The prosecution plans to seek a court warrant to arrest Hyosung Group chairman Cho Suck-rai and his sons after an investigation into charges of embezzlement and tax evasion. They could join a handful of corporate executives who have been led to court and prison for corruption and tax-related crimes. The judiciary has recently turned decisively stern against large companies, conglomerates and owner families, sending a strong message that the country will no longer protect chaebols and the “too big to fail” companies. SK Group Chairman Chey Tae-won and his brother, Vice Chairman Chey Jae-won, are in court custody on counts of embezzlement. The father and son of the owner family at LIG Group and the mother and son of the family-owned Taekwang Group are also in custody. The court has no mercy for age or health. Hanwha Group Chairman Kim Seung-yeon and CJ Group Chairman Lee Jae-hyun received trials in poor health.

Large companies have brought about this debacle on themselves. Owners and executives of large family-owned companies have escaped penalties for corruption and wrongdoing with mostly pardons or shorter sentences over the last two decades. Social resentment against the chaebol exploded during last year’s general and presidential elections. The no-exception principle for punishing even large corporate owner families for wrongdoing has become unavoidable.

This year’s scandals associated with chaebol companies are nothing new. The companies were suspected of the same charges four to five years ago. The prosecution at the time sat on the cases without even attempting to search and investigate them. This year, they did the opposite, raiding without warnings and expediting arrest procedures. The executives who were hit are said to have been close to the Lee Myung-bak administration. This is why the companies complain that they have been targeted as scapegoats.

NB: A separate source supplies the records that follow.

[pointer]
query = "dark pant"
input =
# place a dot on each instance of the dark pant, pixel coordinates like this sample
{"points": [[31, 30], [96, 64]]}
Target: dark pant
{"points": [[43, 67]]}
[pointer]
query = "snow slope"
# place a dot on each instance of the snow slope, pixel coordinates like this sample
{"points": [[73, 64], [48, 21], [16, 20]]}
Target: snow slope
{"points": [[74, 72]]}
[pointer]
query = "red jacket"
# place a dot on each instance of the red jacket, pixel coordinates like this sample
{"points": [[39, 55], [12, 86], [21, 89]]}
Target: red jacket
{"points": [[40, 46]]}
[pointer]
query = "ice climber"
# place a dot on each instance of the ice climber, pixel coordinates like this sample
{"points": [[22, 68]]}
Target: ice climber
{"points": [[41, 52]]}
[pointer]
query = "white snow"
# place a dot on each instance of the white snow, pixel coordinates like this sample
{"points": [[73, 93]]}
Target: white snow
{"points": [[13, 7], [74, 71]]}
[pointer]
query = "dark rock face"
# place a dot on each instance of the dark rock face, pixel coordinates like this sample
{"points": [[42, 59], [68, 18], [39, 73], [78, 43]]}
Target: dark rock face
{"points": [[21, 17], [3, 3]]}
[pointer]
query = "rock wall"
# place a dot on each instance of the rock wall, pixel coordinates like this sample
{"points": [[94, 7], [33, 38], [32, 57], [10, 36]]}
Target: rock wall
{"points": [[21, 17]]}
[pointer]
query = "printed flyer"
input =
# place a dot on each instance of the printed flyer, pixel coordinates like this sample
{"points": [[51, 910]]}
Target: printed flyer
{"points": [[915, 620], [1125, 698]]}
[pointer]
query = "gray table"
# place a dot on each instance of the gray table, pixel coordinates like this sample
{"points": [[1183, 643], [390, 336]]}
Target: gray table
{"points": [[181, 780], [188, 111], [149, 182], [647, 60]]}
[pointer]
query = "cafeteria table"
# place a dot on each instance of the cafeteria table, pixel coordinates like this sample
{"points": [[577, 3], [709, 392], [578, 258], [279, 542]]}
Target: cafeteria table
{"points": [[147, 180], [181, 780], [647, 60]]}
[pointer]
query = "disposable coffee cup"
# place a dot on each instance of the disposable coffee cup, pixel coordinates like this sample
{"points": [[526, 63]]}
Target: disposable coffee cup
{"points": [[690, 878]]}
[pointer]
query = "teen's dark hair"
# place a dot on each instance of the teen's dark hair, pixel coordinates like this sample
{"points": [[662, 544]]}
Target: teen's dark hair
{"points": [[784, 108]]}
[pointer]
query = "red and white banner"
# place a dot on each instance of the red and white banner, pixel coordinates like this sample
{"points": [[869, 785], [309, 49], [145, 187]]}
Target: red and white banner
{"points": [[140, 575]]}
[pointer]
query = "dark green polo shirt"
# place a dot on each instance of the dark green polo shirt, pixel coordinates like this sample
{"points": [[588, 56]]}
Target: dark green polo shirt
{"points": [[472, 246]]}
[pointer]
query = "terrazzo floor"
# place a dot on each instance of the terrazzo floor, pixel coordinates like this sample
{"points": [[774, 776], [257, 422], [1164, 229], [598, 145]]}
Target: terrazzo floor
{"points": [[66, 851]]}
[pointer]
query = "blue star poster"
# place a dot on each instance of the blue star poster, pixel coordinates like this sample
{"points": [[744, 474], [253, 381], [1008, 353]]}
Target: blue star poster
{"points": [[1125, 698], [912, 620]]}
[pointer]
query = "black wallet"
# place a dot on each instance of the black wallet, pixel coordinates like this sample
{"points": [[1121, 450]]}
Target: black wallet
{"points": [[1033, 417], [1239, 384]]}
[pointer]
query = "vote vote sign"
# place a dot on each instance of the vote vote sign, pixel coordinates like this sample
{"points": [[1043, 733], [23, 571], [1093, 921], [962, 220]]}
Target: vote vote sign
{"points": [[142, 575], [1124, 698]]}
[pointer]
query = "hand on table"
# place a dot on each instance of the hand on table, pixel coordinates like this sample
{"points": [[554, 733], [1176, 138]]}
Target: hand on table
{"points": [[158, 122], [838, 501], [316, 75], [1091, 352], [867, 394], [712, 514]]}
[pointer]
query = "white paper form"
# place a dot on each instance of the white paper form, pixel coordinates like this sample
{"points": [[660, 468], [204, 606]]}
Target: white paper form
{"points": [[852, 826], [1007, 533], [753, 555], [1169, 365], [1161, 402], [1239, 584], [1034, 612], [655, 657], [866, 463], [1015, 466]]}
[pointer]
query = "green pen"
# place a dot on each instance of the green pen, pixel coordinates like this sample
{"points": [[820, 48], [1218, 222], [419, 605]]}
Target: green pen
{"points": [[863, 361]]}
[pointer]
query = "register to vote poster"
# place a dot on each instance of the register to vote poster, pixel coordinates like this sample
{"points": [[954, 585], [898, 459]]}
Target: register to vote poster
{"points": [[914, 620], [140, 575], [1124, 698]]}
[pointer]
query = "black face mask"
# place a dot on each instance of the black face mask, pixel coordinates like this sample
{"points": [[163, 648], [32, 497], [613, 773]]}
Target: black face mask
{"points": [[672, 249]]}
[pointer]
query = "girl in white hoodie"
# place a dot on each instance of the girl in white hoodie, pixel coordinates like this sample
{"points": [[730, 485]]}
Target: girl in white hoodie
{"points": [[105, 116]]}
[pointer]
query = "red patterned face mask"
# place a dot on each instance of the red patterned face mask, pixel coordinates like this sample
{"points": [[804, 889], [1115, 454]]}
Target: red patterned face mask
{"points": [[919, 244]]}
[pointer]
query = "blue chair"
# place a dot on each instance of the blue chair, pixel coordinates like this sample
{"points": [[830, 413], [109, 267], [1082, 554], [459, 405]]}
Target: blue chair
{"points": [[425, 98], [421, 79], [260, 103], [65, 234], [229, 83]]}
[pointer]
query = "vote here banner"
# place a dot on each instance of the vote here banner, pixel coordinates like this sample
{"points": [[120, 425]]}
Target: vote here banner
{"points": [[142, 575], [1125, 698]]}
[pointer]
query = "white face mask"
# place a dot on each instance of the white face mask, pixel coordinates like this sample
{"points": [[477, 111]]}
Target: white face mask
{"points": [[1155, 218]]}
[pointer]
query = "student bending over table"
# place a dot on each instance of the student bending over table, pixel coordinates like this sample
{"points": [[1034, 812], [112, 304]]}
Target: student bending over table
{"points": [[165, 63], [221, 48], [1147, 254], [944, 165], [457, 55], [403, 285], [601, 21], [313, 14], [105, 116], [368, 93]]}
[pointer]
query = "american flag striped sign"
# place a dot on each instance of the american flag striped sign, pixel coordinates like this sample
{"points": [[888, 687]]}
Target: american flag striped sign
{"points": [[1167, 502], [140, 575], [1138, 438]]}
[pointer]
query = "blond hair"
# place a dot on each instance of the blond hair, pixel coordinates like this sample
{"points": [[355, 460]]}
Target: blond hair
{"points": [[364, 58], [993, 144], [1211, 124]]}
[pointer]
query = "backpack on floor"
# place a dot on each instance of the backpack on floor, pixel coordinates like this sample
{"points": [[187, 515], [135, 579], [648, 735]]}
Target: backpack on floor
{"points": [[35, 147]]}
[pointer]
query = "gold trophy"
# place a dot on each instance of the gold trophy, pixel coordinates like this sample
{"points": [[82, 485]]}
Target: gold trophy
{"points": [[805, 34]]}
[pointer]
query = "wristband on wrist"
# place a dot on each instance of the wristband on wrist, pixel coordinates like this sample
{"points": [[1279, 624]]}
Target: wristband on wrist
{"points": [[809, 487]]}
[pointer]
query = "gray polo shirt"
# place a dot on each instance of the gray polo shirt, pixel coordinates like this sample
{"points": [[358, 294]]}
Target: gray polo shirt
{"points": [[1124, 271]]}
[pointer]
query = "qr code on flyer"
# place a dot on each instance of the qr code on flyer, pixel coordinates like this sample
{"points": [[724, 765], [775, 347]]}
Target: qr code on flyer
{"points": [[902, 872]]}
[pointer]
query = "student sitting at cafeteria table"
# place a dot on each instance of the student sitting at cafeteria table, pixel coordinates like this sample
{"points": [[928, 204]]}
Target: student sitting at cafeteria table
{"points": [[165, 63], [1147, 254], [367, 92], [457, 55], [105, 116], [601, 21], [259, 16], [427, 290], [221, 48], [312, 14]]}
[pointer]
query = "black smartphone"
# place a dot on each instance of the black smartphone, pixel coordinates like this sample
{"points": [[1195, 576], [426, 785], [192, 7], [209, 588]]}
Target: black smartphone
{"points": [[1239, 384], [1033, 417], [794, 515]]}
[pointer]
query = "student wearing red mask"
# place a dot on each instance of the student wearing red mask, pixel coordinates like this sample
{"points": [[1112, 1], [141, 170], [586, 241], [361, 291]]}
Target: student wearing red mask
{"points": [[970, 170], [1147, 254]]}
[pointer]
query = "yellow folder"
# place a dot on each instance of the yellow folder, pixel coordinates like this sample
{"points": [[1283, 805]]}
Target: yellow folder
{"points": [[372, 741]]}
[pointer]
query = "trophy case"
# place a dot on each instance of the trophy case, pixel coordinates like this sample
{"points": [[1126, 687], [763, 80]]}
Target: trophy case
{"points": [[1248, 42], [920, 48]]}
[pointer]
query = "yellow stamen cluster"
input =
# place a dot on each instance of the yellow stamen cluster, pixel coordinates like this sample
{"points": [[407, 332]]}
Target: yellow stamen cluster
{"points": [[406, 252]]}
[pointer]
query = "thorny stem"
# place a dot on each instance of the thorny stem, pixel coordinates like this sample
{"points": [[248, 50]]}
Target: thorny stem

Unprecedented depression and lethargy prevail in the corporate sector. Businesses have been invaded by prosecutions, taxes and anti-trust probes. Large overseas deals or investment projects are pushed aside because executives are preoccupied with legal or prosecution procedures. Except for Samsung Electronics and Hyundai Motor, most major companies reported poor sales and profits in the first half. The judiciary needs to be prudent with its sword of justice. If it uses its authority by popular demand, the corporate world could be devastated. It must not be tolerant of wrongdoings by large companies, but at the same time must be careful not to overstretch.